Letta (MemGPT) Walkthrough: How Self-Managing Agent Memory Works (2026)

Q: What is Letta (formerly MemGPT)?

Letta is an open-source stateful agent framework where the agent itself manages its memory through tool calls. It originated in the MemGPT paper from Berkeley in 2023, which proposed treating an LLM the way an operating system treats a process — with a small amount of fast working memory and tiered storage the process can page in and out. As the project matured beyond the paper into a general-purpose agent framework with persistence as a default, it was rebranded Letta. The core idea stayed: the model is given memory-editing tools and is expected to use them as part of its normal reasoning loop, instead of relying on an external retrieval system to decide what it should remember.

Q: How is Letta different from vector-only RAG?

Vector RAG is a read-only pipeline: chunks are embedded ahead of time, queries fetch nearest neighbors, the model conditions on what it gets. The model has no say in what is remembered or how. Letta is read-plus-write-plus-reflect. The agent uses tool calls to append or rewrite labeled memory blocks, push items into archival storage, and search archival storage on demand. That lets it consolidate, deduplicate, and rephrase — turning raw history into a curated working set. The cost is more tokens per turn and slower loops, because the agent spends turns reasoning about memory instead of only the user's task. Letta is the right shape when memory has to evolve over time; vector RAG is the right shape when retrieval is essentially read-only.
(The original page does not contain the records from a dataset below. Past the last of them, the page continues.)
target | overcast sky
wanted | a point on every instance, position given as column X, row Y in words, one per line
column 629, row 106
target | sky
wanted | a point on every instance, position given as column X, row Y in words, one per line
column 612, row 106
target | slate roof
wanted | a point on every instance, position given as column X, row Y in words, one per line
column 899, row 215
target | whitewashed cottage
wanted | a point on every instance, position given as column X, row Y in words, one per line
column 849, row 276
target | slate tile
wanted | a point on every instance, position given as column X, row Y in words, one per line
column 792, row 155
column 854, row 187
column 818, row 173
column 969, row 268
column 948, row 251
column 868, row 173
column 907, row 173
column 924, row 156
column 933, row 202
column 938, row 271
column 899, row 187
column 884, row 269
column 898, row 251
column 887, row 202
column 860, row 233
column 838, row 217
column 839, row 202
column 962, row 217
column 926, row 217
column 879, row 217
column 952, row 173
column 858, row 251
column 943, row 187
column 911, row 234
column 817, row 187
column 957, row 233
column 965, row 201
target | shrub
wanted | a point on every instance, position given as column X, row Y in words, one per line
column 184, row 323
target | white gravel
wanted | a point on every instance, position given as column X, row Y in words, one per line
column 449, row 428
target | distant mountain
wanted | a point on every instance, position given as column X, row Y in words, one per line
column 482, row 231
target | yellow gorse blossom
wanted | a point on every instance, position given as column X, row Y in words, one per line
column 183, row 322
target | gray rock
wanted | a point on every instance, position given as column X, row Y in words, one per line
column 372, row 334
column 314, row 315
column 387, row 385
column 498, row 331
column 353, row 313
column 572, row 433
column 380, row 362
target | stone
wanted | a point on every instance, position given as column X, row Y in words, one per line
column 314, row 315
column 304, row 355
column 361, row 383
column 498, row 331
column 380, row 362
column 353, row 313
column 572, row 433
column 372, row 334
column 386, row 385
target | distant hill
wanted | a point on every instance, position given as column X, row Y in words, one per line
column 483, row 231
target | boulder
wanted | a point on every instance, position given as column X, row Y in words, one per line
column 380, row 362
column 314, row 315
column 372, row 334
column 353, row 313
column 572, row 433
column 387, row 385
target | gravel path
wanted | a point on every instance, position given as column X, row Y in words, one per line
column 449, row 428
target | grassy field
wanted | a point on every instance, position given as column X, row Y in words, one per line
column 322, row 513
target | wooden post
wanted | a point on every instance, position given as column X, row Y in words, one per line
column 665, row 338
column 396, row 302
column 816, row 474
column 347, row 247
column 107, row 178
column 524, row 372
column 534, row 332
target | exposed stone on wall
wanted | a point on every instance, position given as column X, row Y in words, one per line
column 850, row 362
Q: What are memory blocks?

Memory blocks are Letta's load-bearing primitive: labeled, persistent strings the agent can read and edit through tool calls. Two conventional blocks ship with most setups — a `human` block describing what the agent knows about the user, and a `persona` block describing the agent's own identity and behavior. You can add custom blocks for project context, preferences, current task state, or anything else worth keeping in working memory. Blocks live in main context, which means the agent sees them on every turn without paying retrieval cost. The agent edits them with `core_memory_append` (add a line) and `core_memory_replace` (rewrite a substring). Because blocks are bounded in size, the agent has to make choices about what's worth keeping there versus pushing to archival storage.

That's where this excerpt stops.